Cette double biographie évoque surtout les rapports entretenus par le poète Jacques Prévert – ainsi que son frère Pierre Prévert – avec le septième art. Durant les années 1920, Jacques (1900-1977) et Pierre (1906-1988) côtoient les surréalistes pour ensuite être exclus de leur groupe ; à partir des années 1930, ils scénariseront individuellement ou ensemble certains des longs métrages les plus mémorables de Marcel Carné, dont Drôle de drame, Le Quai des brumes et Les Enfants du paradis.
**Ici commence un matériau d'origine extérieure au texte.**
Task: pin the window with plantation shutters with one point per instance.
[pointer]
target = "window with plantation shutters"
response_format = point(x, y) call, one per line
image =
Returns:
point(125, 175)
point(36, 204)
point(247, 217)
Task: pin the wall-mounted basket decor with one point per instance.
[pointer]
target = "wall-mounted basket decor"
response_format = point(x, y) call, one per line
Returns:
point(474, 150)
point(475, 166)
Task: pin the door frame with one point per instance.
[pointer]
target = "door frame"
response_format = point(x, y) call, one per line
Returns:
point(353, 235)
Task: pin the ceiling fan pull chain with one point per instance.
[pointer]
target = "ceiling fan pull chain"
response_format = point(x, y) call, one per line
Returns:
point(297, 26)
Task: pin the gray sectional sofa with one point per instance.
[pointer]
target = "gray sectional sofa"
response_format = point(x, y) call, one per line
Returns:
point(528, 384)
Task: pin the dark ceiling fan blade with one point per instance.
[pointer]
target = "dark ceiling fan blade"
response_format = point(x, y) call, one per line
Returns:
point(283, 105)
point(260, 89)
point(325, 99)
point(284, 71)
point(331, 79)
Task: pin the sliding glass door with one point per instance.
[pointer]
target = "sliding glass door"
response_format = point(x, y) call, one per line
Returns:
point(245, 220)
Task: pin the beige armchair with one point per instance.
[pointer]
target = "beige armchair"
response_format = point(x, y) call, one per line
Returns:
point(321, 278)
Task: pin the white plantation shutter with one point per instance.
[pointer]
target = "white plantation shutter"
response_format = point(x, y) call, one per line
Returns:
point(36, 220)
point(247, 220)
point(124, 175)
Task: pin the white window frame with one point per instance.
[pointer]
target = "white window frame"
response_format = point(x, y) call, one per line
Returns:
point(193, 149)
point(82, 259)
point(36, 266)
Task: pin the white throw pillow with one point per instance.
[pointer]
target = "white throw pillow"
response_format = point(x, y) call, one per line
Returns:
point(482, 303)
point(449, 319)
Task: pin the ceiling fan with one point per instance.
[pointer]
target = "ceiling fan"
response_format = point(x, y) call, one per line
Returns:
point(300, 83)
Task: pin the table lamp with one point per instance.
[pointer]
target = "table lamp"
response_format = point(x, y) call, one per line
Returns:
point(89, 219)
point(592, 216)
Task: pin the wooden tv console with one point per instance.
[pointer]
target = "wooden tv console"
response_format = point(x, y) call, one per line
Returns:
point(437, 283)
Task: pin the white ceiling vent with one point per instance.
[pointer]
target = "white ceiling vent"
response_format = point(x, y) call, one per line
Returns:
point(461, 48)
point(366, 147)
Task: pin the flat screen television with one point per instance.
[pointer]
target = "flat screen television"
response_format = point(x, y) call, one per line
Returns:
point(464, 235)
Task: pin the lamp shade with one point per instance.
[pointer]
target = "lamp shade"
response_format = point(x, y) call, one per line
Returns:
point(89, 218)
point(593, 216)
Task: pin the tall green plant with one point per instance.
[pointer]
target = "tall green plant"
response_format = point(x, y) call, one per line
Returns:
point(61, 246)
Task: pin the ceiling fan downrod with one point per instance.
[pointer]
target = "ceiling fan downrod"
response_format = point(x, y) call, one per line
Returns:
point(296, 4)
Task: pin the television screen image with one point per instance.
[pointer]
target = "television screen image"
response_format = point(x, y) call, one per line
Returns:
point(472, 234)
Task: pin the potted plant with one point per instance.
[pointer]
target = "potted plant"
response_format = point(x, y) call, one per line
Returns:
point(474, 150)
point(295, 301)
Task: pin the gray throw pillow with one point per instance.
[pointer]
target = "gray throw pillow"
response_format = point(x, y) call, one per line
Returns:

Simultanément, Jacques Prévert se consacre à la poésie, Pierre Prévert se forme à la réalisation de courts et de longs métrages. Partant des « frères amis », le biographe parle aussi du Tout Paris littéraire, des fréquentations des gens en vue, mais aussi de lectures et de librairies parisiennes. Par exemple, on peut revoir les recommandations d’André Breton sur quoi lire et quoi ne pas lire, et surtout la liste des romans que les frères Prévert choisissent, considèrent un moment (et parfois rejettent) avant de les transposer au grand écran. Quelques extraits de poèmes et de correspondance inédite sont aussi reproduits. En prime, on trouvera une analyse graphologique de l’écriture des deux frères.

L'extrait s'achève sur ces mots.